By Chelsea Harvey
A rocket carrying the New Horizons spacecraft on a mission to Pluto lifts off in Cape Canaveral, Fla.
Just in time for the new year, researchers at the Department of Energy’s Oak Ridge National Laboratory have unveiled the fruits of a different kind of energy research: For the first time in nearly three decades, they’ve produced a special fuel that scientists hope will power the future exploration of deep space.
The fuel, known as plutonium-238, is a radioactive isotope of plutonium that’s been used in several types of NASA missions to date, including the New Horizons mission, which reached Pluto earlier in 2015. While spacecraft can typically use solar energy to power themselves if they stick relatively close to Earth, missions that travel farther out in the solar system — where the sun’s radiation becomes more faint — require fuel to keep themselves moving.

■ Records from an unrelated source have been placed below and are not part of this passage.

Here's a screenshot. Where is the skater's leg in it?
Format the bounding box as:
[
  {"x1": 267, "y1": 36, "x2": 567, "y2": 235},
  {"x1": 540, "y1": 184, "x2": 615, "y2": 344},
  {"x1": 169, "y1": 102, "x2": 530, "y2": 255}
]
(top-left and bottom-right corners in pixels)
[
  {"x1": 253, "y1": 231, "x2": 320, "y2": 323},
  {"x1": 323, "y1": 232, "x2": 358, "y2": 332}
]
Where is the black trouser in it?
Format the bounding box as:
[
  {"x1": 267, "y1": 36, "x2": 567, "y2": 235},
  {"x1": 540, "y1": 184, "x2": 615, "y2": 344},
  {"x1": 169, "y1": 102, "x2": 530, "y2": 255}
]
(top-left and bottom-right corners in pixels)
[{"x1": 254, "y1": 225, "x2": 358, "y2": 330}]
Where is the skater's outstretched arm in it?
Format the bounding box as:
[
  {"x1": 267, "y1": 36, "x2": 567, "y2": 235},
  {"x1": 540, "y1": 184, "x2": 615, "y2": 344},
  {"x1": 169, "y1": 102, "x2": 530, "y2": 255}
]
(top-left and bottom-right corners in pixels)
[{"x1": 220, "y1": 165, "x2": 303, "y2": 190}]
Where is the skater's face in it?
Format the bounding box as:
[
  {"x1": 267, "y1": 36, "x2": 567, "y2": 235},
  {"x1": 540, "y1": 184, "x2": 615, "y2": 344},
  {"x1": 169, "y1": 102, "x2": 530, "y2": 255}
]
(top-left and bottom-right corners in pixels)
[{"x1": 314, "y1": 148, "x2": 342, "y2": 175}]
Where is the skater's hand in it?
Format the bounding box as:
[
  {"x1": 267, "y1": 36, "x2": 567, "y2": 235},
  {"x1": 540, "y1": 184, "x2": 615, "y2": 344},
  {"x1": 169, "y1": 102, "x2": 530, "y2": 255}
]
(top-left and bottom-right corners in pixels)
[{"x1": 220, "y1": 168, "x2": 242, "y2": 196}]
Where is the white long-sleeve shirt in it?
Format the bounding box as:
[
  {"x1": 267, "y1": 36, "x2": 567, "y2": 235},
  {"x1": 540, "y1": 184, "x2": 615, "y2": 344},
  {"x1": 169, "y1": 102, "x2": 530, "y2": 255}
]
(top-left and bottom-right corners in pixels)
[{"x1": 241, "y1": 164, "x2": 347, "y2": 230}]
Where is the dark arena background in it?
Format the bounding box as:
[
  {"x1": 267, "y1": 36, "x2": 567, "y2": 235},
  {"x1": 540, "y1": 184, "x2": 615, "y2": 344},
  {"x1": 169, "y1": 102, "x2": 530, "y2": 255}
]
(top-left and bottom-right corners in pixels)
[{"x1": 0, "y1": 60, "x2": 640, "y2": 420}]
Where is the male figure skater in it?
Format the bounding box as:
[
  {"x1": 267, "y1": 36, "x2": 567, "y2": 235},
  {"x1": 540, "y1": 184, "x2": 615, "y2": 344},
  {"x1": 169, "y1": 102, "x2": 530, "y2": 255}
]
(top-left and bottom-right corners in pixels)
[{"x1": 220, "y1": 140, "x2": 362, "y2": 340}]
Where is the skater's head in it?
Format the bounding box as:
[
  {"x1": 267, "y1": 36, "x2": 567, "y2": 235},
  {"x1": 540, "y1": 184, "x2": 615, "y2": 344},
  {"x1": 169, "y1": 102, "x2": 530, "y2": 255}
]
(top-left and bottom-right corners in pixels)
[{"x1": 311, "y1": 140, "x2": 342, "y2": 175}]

Plutonium-238 satisfies this need by producing heat as it decays, which can then be converted into electricity by NASA’s radioisotope power system, a kind of nuclear battery called the Multi-Mission Radioisotope Thermoelectric Generator, or MMRTG. Excess heat from the MMRTG can also be used to keep some spacecraft systems from freezing in cold environments — a service it’s been providing for the Curiosity rover on Mars, for instance.